Contains: Abuse, death, incest, pedophilia, rape, (religious) psychosis, suicide, violence, unreality.


You sit near the riverbank, with your bare feet in the rushing water. For a moment, you pretend the river is Jesus, washing your feet and taking your sins with it. That could be sacrilege. You drown the thought. Something crackles in the distance, but you don’t turn towards the sound. No one would think to look for you here, not in the dead of night. They’re all asleep, except for Devolo, who wouldn’t care if you died out here.

The night is cold, dry. It’s hard to find dry in a Georgia April, but you like it. You fiddle with the corner of your Bible. You can’t read much, even with the full moon, but you flip through the pages anyway. There’s a humming in the distance, a radio tower crackling. You find yourself harmonizing with it, letting the right words creep up your lungs and crawl through your throat and fall off your lips.

“You sound real nice,” says a voice behind you.

You stall and stop. You glance over your shoulder, watching in the corner of your eye as a boy in overalls– probably your age, maybe thirteen and not twelve– sits down next to you. He reaches out, and you can see his hand pick up a rock by your feet.

“What’s your name?” he asks.

“Ashton Peter Carter,” you say, like you’re introducing yourself to Mama’s church friends. “Who are you?”

“Jude.”

“Just Jude?”

“Just Jude.”

Just Jude turns his head and puts his hand out, offering you the rock. You shake your head and he pulls back.

“How old are you?” you ask.

“How old do I look?” he asks back, like he doesn’t quite know himself.

“Thirteen?”

“Don’t like that number. Better be fourteen instead.” He turns his head, moonlit brown curls falling in front of his eyes. “How ‘bout you?”

“Twelve. Really, how old are you?”

You can’t see it too well in the dark, but he seems to crinkle up his nose. “You wouldn’t believe me if I told you. Fourteen’s good enough.”

He offers you the rock again. You hesitate. He pushes it into your hand. 

You watch as it twists in your palm from a rock to a silver button, catching in the moonlight. You gasp, and marvel at it. “How?”

“I’m blessed by God. I’ve been doin’ this as long as I can remember.”

You don’t know how to answer that, so you go back to singing, and aren’t too surprised when he joins in. He makes a harmony in a voice he doesn’t have. Eventually the two of you fall into a rhythm, trading melody against each other. Just Jude takes to tapping out a beat against his thighs.

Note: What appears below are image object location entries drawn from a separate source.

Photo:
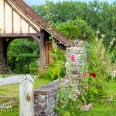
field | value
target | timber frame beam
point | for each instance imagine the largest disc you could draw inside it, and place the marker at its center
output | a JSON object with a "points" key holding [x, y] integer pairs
{"points": [[18, 35]]}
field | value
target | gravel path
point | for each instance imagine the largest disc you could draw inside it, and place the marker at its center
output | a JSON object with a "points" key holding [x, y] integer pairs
{"points": [[11, 80]]}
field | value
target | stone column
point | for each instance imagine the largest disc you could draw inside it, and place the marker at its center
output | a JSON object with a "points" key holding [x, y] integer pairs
{"points": [[76, 58]]}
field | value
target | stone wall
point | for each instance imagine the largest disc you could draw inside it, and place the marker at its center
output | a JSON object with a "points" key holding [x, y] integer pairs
{"points": [[45, 99], [76, 57]]}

Then his song fades out, and so does yours. You can’t get yourself to turn your head to look at him.

“My mama says I’m blessed, too,” you try.

“Uh-huh?”

The button still has the weight of the stone. You toss it in your hand a few times. “I see angels. And demons. I can’t tell the difference, but… They talk to me, and I talk back. Mama knew it before I did. I think she sees them too.”

“Does she try to beat the blessin’ outta you?”

“N-No!” 

“My daddy beats me,” Just Jude says, putting his bare feet into the water. You realize you never saw him take off his shoes. “Tries to kill me so I don’t have to live with God’s blessing anymore.”

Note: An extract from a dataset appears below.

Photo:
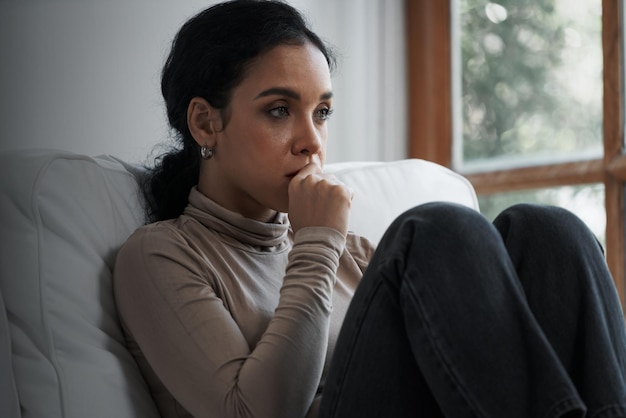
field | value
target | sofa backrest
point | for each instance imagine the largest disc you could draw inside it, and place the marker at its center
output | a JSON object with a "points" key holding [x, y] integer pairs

Your stomach turns, and you press your thumb into the button. You see Just Jude smile out of the corner of your eye.

“God says I’m gonna kill him one day.”

You stammer for a second, feeling a cough welling up in your lungs. “He really wants you to do that?”

“He wouldn’t drive me to these thoughts if He didn’t want me to act on them,” he tells you.

“What if it’s a test? Something to teach you how to resist sin?”

“Is that what God was tryin’ to do when He made Lucifer? When He got Abel to give up his best sheep? That’s what He was tryin’ to do when He put the apple in Eden?”

“But Eve gave us free will.”

“No she didn’t,” Just Jude laughs. “She ate God’s favorite fruit and He got mad, so He cursed us all to think that we have control over the life He made for us. We’re fish in a pond for Him. Just fish in a pond.”

You stammer, and shake, and curl in on yourself.

Just Jude stands up, and walks behind you. He puts his hands on your shoulders, and leans down to whisper into your ear. “Ashton Peter Carter, are you scared of God?”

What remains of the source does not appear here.